KLHK: Anggaran Pengelolaan Sampah Daerah Masih Minim

Reading time: 2 menit
Butuh komitmen pengelolaan sampah daerah salah satunya dengan anggaran yang memadai. Foto: Freepik

Jakarta (Greeners) – Persoalan sampah di tanah air belum usai. Ironisnya, anggaran pengelolaan sampah di daerah pun minim.

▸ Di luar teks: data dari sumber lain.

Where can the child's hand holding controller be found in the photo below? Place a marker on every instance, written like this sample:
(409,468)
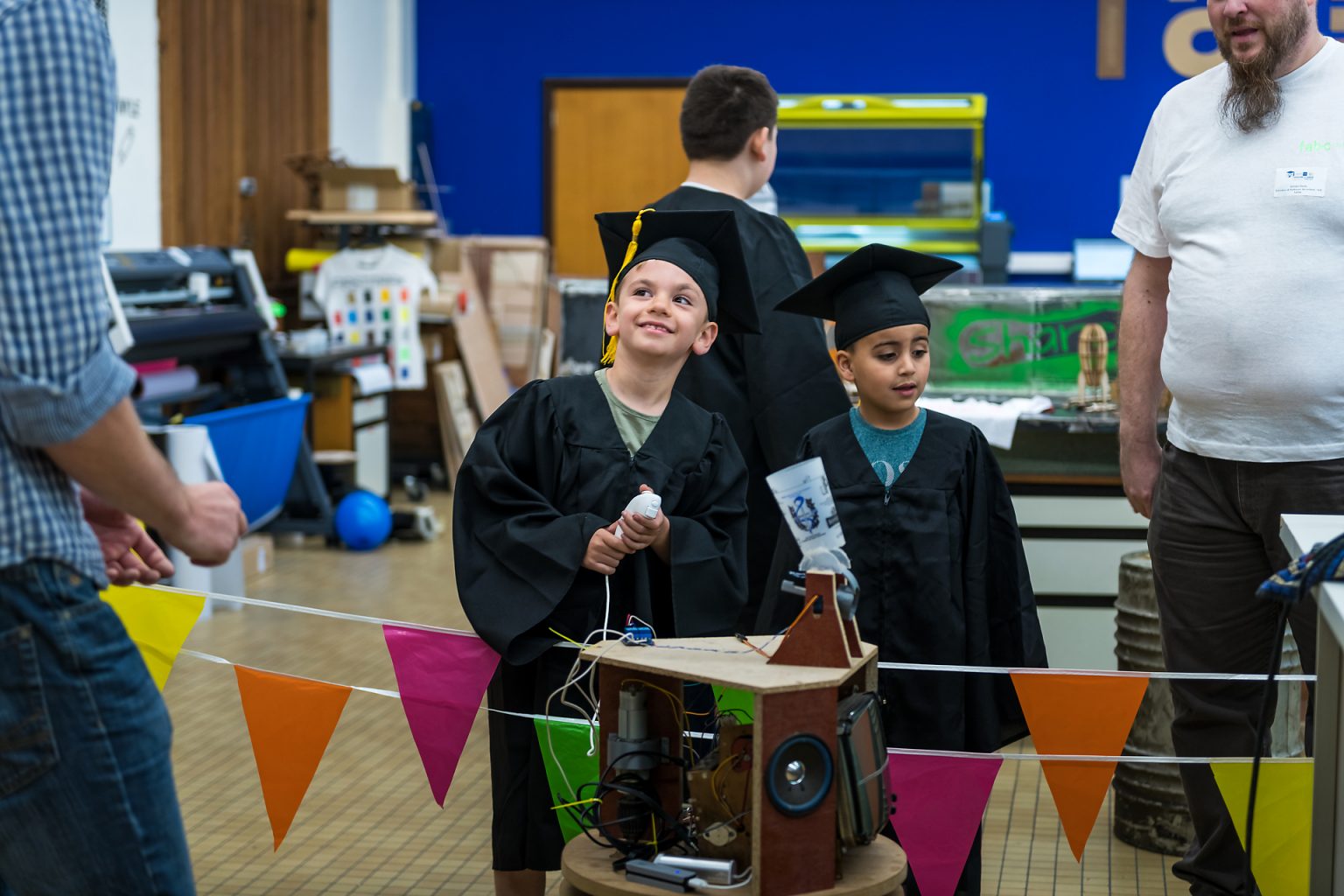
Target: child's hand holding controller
(641,526)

Besarannya rata-rata hanya 0,51 persen dari total Anggaran Pendapatan dan Belanja Daerah (APBD).

Kasubdit Tata Laksana Produsen Direktorat Pengurangan Sampah, Kementerian Lingkungan Hidup dan Kehutanan (KLHK), Ujang Solihin Sidik, menyatakan kurang lebih ada 30 persen sampah di daerah yang tak terkelola.

“Artinya tersebar ke mana-mana dan tak terkelola dengan baik,” katanya dalam seminar “Kolaborasi Pemerintah Daerah, Komunitas dan Pemberdayaan Masyarakat dalam Pengurangan Sampah” di Jakarta, Selasa (31/1).

Lelaki yang akrab disapa Uso ini mengungkap anggaran pengelolaan sampah di 514 kabupaten/kota di pemerintahan daerah rata-rata hanya 0,51 persen dari total APBD (Anggaran Pendapatan dan Belanja Daerah).

“Ini sangat kecil. Padahal dari angka 3-4 persen saja dari total APBD itu cukup memadai untuk mengurusi sampah. Jadi ini tantangan terbesar bagaimana meningkatkan alokasi anggaran di kabupaten/kota yang jumlahnya 514,” ungkapnya.

Terlepas dari minimnya anggaran, Uso menyebut pentingnya komitmen pemerintah daerah untuk mengelola sampah. “Ada pemerintah daerah yang nilai anggarannya tinggi, tapi itu sangat bergantung dengan komitmen kepala daerahnya. Kalau komitmennya tinggi maka alokasi anggaran pengelolaan sampah itu relatif memadai daripada rata-rata,” imbuhnya.

Dalam hal ini, KLHK terus mendorong sejumlah instrumen agar kinerja pemda lebih baik, seperti pemberian penghargaan Adipura, instrumen pengawasan, hingga pemberian subsidi dan bantuan sarana prasarana agar kinerja pemda semakin baik.

Rekayasa Sosial Penting dalam Pengelolaan Sampah

Uso juga menyebut pentingnya aspek rekayasa sosial untuk mengoptimalkan pengelolaan sampah. Sekitar 60 % keberhasilan pengelolaan sampah berasal dari aspek rekayasa sosial ini. Bahkan lebih penting daripada rekayasa yang sifatnya teknologi.

“Itulah kenapa rekayasa sosial dengan melibatkan peneliti, akademisi, pemerintah daerah, hingga kolaborasi bersama komunitas peduli lingkungan dan organisasi agama itu penting,” kata dia.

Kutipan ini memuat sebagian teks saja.